Когда-то была женщина, и он не знал, красива ли она. У нее было лицо. Она носила платье. Пользовалась красками, чтобы сделать черты более выразительными, ходила к цирюльнице, чтобы сделать прическу более… неизвестно зачем. Мистер Блохх не понимал, зачем женщины делают прически, – великую тайну и столь же грандиозное противоречие дамских причесок он разгадать так и не смог. Ему казалось, что они их делают, чтобы выделяться и при этом быть, как все. А она…

Вероятно, она красива… была. Или же нет? Ему это было неважно. Как неважно и сейчас. Если бы она только…

Мысли Блохха прервал звук тяжелых шагов в коридоре, дверь открылась, и в кабинет вошел высокий широкоплечий джентльмен в дорогом костюме. Кто-то назвал бы его красивым. Кто-то, но точно не Блохх.

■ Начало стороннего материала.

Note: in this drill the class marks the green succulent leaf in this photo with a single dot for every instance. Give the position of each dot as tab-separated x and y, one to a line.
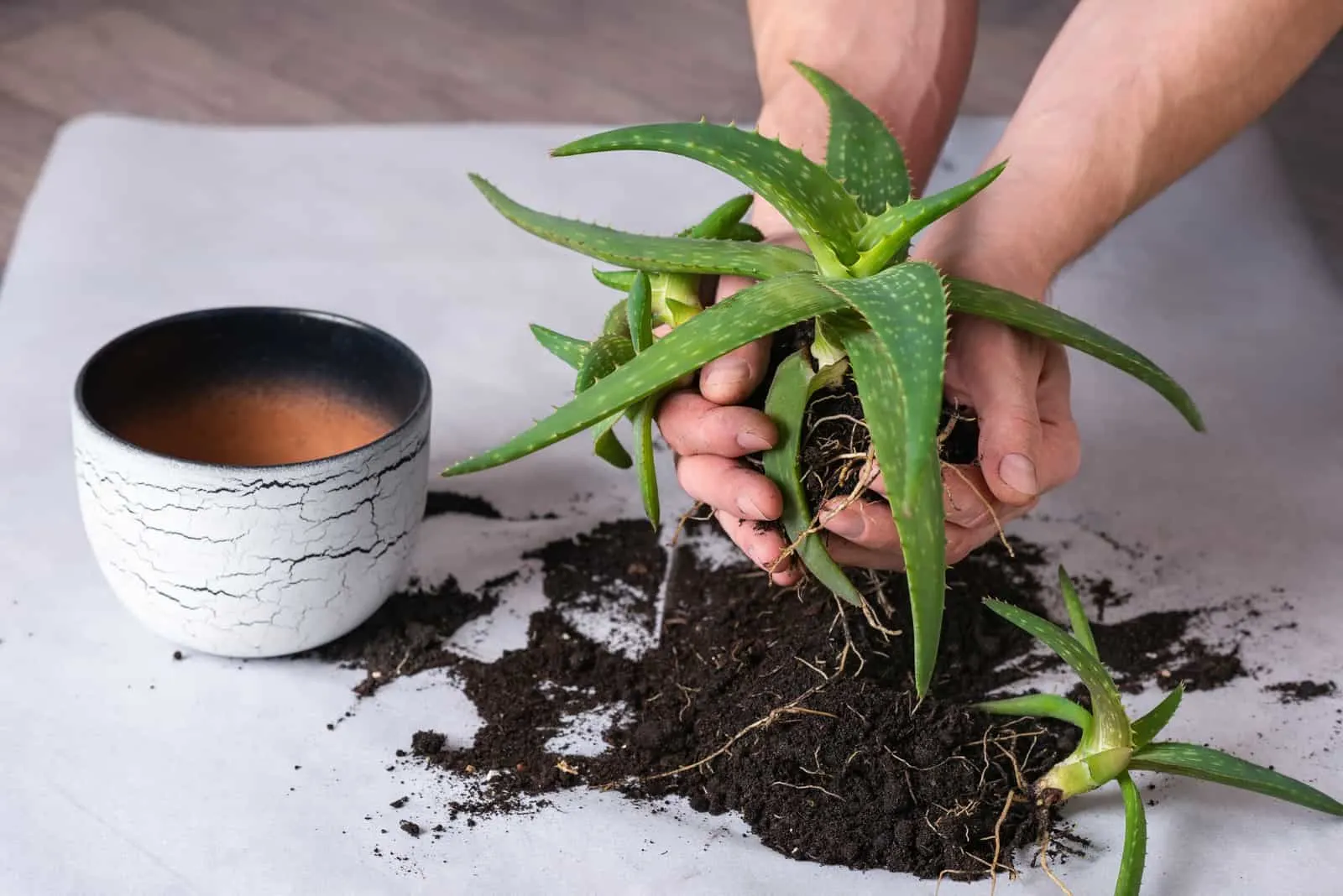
756	311
806	195
786	403
669	253
1206	763
678	311
1078	613
861	154
648	468
1134	857
1152	725
608	353
980	300
567	349
745	232
1045	706
1112	728
720	223
886	237
615	279
897	362
609	448
640	313
617	322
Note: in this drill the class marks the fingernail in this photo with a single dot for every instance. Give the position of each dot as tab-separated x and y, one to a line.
727	374
752	441
845	524
1020	472
750	508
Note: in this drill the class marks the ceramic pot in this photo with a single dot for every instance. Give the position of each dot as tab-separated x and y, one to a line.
252	479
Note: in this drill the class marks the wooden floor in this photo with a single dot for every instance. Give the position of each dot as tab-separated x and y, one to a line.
384	60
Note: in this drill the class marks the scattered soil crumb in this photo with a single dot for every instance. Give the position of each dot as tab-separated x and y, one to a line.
407	633
449	502
1303	691
781	706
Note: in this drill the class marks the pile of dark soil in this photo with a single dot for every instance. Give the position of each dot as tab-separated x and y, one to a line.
783	706
776	705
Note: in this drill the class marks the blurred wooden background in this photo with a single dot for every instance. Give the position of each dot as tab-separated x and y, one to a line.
391	60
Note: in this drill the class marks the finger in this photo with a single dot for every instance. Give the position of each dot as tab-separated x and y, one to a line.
725	484
857	557
693	425
1060	451
866	524
1004	385
966	497
765	546
732	378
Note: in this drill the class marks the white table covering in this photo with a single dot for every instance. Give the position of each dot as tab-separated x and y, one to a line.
123	772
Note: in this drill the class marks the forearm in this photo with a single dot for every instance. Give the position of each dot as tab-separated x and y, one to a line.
1130	96
906	60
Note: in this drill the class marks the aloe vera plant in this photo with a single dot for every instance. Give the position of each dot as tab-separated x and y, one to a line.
879	317
1112	745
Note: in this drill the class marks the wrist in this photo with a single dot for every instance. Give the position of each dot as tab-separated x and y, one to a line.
980	248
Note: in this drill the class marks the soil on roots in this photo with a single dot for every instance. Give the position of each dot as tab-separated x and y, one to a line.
836	454
781	706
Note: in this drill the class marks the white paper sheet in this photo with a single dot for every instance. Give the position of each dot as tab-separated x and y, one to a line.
123	772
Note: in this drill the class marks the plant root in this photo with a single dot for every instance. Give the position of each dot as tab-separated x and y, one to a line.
763	721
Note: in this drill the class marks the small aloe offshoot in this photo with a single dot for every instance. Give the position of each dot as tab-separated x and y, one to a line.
1112	745
879	318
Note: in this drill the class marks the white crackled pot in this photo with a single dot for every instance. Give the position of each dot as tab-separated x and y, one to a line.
252	479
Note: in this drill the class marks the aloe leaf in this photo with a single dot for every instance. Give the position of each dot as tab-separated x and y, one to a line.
861	154
1078	613
678	311
640	311
745	232
617	322
676	297
806	195
719	223
608	353
1206	763
980	300
786	404
567	349
615	279
1047	706
1134	857
897	365
886	237
1112	727
672	253
1152	725
609	448
756	311
648	468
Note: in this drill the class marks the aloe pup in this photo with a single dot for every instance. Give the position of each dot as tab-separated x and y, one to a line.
1111	745
879	318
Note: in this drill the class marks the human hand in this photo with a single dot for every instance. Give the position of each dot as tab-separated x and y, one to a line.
1017	387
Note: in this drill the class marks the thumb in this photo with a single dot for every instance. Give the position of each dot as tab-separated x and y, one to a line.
1009	428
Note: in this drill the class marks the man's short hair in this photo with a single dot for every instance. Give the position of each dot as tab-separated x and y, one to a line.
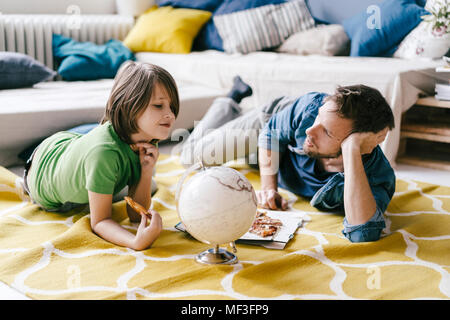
364	105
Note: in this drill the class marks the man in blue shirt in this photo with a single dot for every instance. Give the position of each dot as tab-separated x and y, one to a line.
307	145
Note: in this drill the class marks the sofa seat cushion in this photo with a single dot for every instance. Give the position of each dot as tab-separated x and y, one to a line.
30	114
274	74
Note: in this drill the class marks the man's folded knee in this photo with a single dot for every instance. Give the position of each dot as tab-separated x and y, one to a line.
363	234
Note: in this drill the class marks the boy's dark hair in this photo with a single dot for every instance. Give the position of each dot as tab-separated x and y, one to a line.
364	105
131	94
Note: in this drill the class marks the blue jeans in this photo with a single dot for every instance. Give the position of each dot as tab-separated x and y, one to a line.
369	231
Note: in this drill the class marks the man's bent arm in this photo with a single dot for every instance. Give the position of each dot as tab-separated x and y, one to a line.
359	202
268	167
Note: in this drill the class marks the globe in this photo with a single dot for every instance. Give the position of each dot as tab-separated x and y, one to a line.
217	205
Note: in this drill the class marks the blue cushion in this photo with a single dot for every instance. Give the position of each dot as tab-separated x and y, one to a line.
397	19
209	38
208	5
88	61
18	70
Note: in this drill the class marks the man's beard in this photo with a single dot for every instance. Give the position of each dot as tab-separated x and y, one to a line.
318	155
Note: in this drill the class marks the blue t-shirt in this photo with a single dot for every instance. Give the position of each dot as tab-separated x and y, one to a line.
285	132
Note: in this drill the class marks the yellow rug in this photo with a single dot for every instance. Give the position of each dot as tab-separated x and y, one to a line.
56	256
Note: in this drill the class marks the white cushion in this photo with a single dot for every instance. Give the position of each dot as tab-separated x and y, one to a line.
28	115
262	27
327	40
421	43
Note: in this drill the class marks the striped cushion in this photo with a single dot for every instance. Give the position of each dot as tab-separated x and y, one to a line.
262	27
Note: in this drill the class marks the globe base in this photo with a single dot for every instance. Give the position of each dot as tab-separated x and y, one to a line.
216	256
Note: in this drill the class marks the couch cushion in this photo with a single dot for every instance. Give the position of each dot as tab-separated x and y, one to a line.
209	38
263	27
18	70
166	29
379	29
208	5
87	60
328	40
30	114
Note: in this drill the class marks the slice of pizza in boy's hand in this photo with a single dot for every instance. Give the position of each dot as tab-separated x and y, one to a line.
137	207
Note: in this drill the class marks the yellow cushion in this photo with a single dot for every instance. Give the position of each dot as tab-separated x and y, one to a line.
166	29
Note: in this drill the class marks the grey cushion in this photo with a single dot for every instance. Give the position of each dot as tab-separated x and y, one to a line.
18	70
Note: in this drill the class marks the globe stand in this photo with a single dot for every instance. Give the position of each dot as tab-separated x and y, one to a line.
216	256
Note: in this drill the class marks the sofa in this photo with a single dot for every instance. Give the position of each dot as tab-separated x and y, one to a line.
204	73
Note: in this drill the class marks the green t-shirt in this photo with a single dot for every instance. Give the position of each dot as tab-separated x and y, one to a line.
66	165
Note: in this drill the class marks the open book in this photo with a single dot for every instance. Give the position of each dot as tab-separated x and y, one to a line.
290	222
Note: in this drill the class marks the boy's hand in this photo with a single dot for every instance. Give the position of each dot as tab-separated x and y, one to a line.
148	155
271	199
146	235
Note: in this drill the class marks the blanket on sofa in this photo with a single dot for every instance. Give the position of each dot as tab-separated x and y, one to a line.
56	256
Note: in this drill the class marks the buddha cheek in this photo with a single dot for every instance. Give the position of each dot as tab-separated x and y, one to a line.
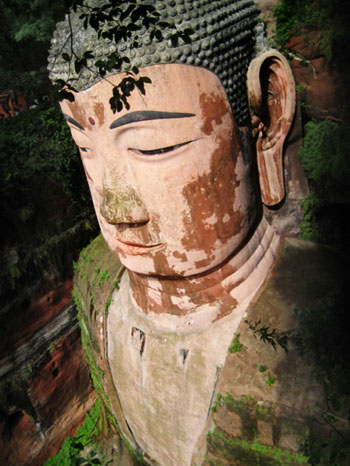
213	223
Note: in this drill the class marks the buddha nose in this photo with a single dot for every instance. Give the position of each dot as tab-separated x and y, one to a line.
123	206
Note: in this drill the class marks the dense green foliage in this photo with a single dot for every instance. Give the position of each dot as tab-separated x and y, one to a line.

Вместе с джентльменом в кабинет проникли звуки шумного званого вечера, проходившего в гостиной. Играла музыка, звенели бокалы, раздавался хрустальный женский смех.

– Я пришел сразу, как мне сообщили, что вы здесь, – сказал высокий джентльмен.

Мистер Блохх качнул головой.

– Я рад, что ваши дела идут хорошо, сэр Крамароу. – Он кивнул на дверь, и хозяин кабинета поспешно ее закрыл, оборвав шум, который издавали гости.

– Моя репутация восстановлена, мое имя вычеркнуто из Грабьего списка, я выиграл пари стоимостью в состояние. Неудивительно, что моя компания стала желанной в городе.

– Я выгляжу удивленным?

– Я не знаю, как вы выглядите, мистер Блохх. Если бы вы сняли очки и шарф…

– Не сегодня.

Сэр Крамароу прошел к письменному столу и уселся. Кивнул, указывая на свободное кресло напротив. Посетитель последовал приглашению, а хозяин кабинета закурил сигару.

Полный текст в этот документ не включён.